Diário insólito

Fiquei alvoroçado graças a recente perturbação moral de Sebastiana, coitada, diante da indecisão entre casar e não casar. Grudada na novela até tarde se mantém indecisa. Por sorte os beijos de Marcela pelo telefone me retornaram ao estado de tranqüila inatividade.

Corro para o quintal para gastar o dia e ouvir o mesmo sabiá.

Rosa Helena apareceu com a jarra brilhando suco de laranja e algumas goiabas. Alguém bate. Fujo do Castanheira. Fuga por fastio. Chega arrastando lances da maior sorte e por isso tenho-lhe inveja e aversão de perceber como consegue ganhar fácil o que havia perdido. Deve haver mais caminhos do que segredos nesta vida, mas não. Nada lhe digo. Dona Vitorina quem cuida do Castanheira. Balofão. Ela é composta de angústia nas palavras, bem mais do que na história real. Quisesse a alma viver nas trevas lá estaria o modelo perfeito. Dona Vitorina. Vitima do pessimismo. Mas cada um com sua bicicleta! Agordalhado Castanheira está no último ano da Faculdade de Leis há séculos porque as leis são muitas e o espírito da lei um desafio. Qual o motivo de tanta dor Dona Vitorina? - Tenho gosto pela melancolia... Recolhendo tragédia de mil peças falidas em teatros abandonados... , e ainda mais, quando a melancolia afeta os cristais já mais nada se pode beber.

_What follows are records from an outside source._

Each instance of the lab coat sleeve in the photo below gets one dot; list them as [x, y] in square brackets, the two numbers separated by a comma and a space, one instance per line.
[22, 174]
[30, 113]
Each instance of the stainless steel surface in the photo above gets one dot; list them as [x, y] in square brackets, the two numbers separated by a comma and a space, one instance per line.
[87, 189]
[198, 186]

Disse emitindo um ai de cortar a alma. Tinha admirável inclinação para a clarividência enquanto que eu ao contrário do que se possa imaginar lia apenas os resumos amistosos.

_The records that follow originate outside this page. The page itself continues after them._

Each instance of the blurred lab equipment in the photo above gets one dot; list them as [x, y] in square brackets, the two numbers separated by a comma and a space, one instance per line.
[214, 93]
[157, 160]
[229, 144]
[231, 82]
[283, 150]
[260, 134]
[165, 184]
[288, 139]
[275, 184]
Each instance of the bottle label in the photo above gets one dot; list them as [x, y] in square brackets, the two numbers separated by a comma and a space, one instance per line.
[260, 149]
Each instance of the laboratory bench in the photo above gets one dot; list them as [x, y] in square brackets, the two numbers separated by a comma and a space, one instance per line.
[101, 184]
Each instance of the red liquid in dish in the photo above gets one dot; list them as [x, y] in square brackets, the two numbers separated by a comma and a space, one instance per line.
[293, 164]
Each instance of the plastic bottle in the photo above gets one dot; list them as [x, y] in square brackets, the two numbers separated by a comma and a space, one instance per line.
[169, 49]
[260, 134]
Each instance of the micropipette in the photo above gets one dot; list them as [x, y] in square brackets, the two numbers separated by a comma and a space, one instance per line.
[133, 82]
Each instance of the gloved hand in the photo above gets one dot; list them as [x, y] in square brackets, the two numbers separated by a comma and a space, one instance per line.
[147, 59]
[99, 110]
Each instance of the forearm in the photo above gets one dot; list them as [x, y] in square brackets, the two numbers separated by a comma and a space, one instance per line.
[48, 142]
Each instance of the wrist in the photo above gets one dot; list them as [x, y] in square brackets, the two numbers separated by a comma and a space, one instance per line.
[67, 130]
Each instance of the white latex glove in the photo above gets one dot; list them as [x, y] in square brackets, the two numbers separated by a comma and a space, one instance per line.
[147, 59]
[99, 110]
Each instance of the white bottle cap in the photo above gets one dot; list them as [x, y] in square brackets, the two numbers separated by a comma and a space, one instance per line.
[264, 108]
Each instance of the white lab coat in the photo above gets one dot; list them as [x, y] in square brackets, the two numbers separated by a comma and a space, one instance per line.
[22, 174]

Um tio distante de Minas, havia lhe caído nas graças. Namoro rápido de sala. Dele se apaixonou durante a era Vargas e passearam de mãos dadas pelo Viaduto do Chá. O pretendente era um moço de prestígio na cidade pacata. Teria casado com ele, caso se livrasse dos baixos pensamentos que lhe metiam os mais singulares terrores.

Nesta esquina, ainda ontem, agora, estava aqui comigo um dos maiores exemplos de marido. Nesta esquina reencontrou Libório, ex-namorado de Rosália. Foram namorados quando Brasília ainda nem existia. Libório acabou se casando com Joana, “antigão” dizia estufado: “ ...minhas justas núpcias com Jo-ana...” Há um cinismo às vezes na elegância que muitos não toleram. Eu suporto e a mim me faz rir. Ria de Libório como ria do Castanheira até alguém rir de mim em escala sucessiva. Pois Libório cravou em mim seus olhos espantados colhidos de muitos anos de amizade sincera e desinteressada. O seu espanto: Ele a mais de quarenta anos casado e ela virgem de núpcias! Livraria do jugo. Estaria livre como andorinha ao sabor da primavera. Alegrão como o sabiá no quintalinho. Farto de bilhões de anúncios para casamento somados aos trilhões de processos de pensão que o Castanheira mostrava; soberbão, nos seus zelosos processos, calhamaços das infinitas aulas de Leis. A mim valia como sinal sagrado dos céus.

Saio do quintal para longe e temo retornar imediatamente. Na esquina atraio perdidos. Pela terceira vez informei a direção do viaduto da Borges para mulher totalmente maquiada. Depois uma pobre criatura me pediu dinheiro para o ônibus, nativa da Azenha. Chamei táxi num dia de alta generosidade. Com dificuldade observei a criatura acomodando-se no carro. Com lágrimas nos olhos lhe doei alguns tostões a mais ordenando ao motorista que desembarcasse a pobre senhora na Azenha de acordo com o endereço do cartão. Depois confuso compreendi que talvez não fosse certo o que fiz por ela. E se fosse apenas o dinheiro para o ônibus o que ela queria? Confundi tristemente mendicidade com velhice porque ás vezes os velhos marcam o seu caminho ao próprio estilo estético com maior liberdade. Querem ir de ônibus até a Azenha. Ir até a Azenha somente de ônibus. É ir de ônibus té-a Azenha. Um estado de coisa como numa lição de simplicidade. Por um momento temi ter reconhecido na bondade algo de estupidez sem a compreensão. Torci meu tédio e assobiei para dar dez passos curtinhos de gaiato e neurasta. Pela janela está Sebastiana voltando para casa com urgência.

Trata-se do último capítulo da novela no ar.